Angela Tucker is a writer, director and Emmy nominated producer. Her most recent projects are "The Trees Remember", a fiction series in collaboration with REI Co-op Studios and “I can’t change 400 years in four” (co-directed with Kristi Jacobson), a short documentary currently streaming on Mother Jones and PBS' Independent Lens.
Her past directorial work includes “All Skinfolk, Ain’t Kinfolk”, a documentary short which aired on PBS’ Reel South. All Styles, a dance narrative feature available on Showtime. “Black Folk Don’t”, a documentary web series featured in Time Magazine’s “10 Ideas That Are Changing Your Life”, and “(A)sexual”, a feature length documentary about people who experience no sexual attraction that streamed on Netflix and Hulu. She was the Producer of "Belly of the Beast" (dir. Erika Cohn) which broadcast on PBS' Independent Lens and was a NY Times Critics’ Pick.
As Founder of TuckerGurl Inc, she is passionate about stories that highlight underrepresented communities in unconventional ways. Tucker was a Sundance Institute Women Filmmakers Initiative Fellow and a recipient of the inaugural William Greaves Fund from Firelight Media. She received her MFA in Film from Columbia University.
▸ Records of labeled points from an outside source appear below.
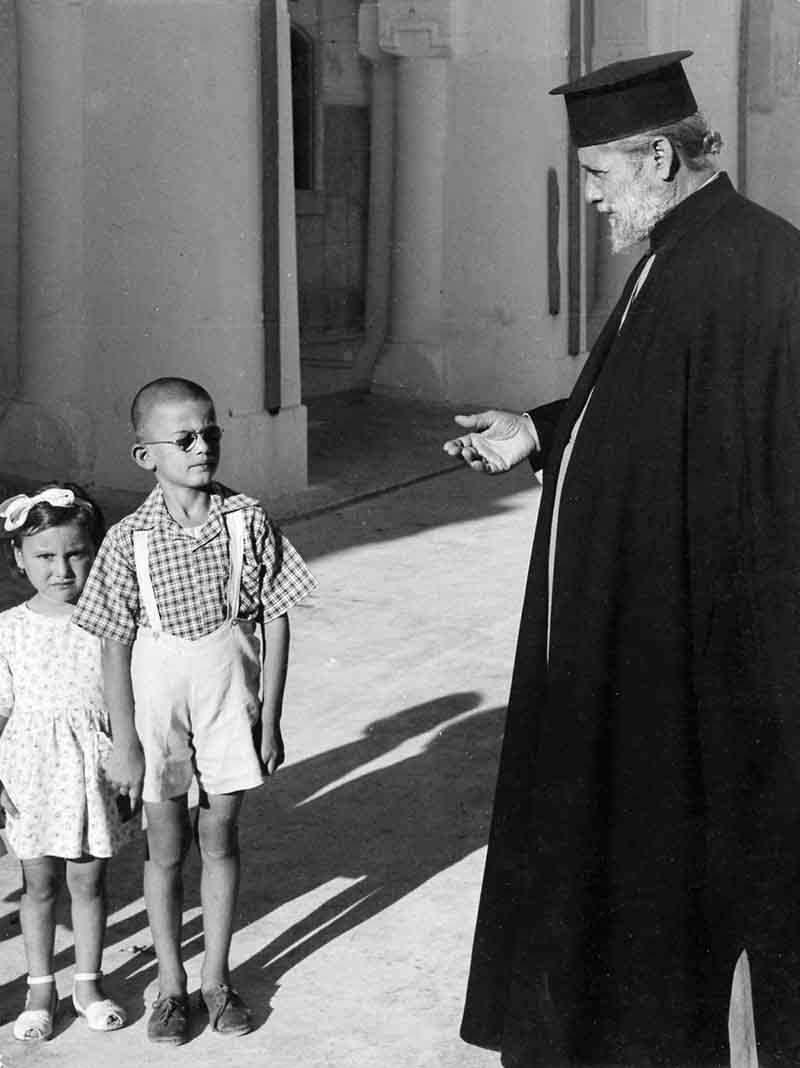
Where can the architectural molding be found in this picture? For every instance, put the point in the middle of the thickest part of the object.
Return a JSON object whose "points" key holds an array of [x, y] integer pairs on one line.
{"points": [[411, 29]]}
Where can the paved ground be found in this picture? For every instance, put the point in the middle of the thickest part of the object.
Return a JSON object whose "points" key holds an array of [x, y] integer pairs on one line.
{"points": [[363, 857]]}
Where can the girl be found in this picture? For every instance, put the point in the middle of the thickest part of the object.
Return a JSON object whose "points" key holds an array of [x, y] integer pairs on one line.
{"points": [[61, 813]]}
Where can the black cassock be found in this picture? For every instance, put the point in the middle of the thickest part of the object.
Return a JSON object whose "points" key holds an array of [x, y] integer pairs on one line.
{"points": [[646, 821]]}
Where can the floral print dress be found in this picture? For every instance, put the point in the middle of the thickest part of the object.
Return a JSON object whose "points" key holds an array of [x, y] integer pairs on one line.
{"points": [[57, 739]]}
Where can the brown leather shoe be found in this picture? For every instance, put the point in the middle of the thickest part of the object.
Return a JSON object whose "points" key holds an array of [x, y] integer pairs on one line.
{"points": [[228, 1014], [169, 1021]]}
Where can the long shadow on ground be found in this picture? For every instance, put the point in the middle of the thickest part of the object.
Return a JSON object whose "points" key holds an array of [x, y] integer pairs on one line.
{"points": [[334, 815]]}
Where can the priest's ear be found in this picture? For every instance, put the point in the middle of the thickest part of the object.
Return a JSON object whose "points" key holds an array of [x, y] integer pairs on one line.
{"points": [[664, 158]]}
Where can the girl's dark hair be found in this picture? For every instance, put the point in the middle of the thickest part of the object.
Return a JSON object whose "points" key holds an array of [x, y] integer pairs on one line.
{"points": [[43, 516]]}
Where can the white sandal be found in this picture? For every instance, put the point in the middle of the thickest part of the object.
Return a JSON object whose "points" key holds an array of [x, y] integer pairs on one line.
{"points": [[35, 1024], [104, 1015]]}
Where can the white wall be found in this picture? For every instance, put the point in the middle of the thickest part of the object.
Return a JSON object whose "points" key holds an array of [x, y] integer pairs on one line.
{"points": [[503, 134], [9, 220]]}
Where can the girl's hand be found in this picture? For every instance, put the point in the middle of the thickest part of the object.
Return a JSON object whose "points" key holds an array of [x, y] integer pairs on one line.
{"points": [[271, 748], [125, 770], [6, 804]]}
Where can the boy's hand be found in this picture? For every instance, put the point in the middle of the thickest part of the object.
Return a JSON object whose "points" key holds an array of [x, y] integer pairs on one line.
{"points": [[271, 748], [6, 804], [126, 770]]}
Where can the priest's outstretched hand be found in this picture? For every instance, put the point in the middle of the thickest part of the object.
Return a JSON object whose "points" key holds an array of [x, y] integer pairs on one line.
{"points": [[498, 440]]}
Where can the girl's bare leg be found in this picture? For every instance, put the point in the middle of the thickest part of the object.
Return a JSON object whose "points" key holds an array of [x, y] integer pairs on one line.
{"points": [[41, 883], [85, 880]]}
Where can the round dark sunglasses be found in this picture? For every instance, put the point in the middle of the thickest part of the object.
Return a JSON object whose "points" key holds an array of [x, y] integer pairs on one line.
{"points": [[186, 441]]}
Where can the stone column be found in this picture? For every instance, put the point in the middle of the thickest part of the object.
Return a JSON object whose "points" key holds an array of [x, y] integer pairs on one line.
{"points": [[45, 429], [381, 190], [422, 37]]}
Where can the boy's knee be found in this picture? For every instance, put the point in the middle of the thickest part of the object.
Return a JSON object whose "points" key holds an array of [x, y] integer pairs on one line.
{"points": [[218, 839]]}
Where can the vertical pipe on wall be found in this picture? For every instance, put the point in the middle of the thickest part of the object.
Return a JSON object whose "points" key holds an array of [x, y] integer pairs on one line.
{"points": [[574, 195]]}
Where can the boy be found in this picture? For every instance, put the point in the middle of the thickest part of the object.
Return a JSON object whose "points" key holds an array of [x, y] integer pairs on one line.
{"points": [[178, 594]]}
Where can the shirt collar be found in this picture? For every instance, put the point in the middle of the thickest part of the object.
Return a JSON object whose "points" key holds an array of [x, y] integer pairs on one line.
{"points": [[153, 512], [692, 213]]}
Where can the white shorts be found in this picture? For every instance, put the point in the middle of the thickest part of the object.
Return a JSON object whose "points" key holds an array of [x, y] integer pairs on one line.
{"points": [[197, 706]]}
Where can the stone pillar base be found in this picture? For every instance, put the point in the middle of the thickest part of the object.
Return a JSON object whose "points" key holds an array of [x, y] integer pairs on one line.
{"points": [[265, 455], [416, 368]]}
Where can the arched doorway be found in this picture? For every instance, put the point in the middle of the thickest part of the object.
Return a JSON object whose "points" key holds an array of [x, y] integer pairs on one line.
{"points": [[331, 151]]}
As the nation was reeling from the potential impeachment of Nixon, a lesser-known figure emerged to repair the country’s broken trust. Barbara Jordan—the first Black woman elected to Congress from the South, and self proclaimed “Inquisitor” —was heralded a hero after an impassioned line of questioning and her instrumental role in the Voting Rights Act of 1975. This feature length documentary explores her incredible legacy.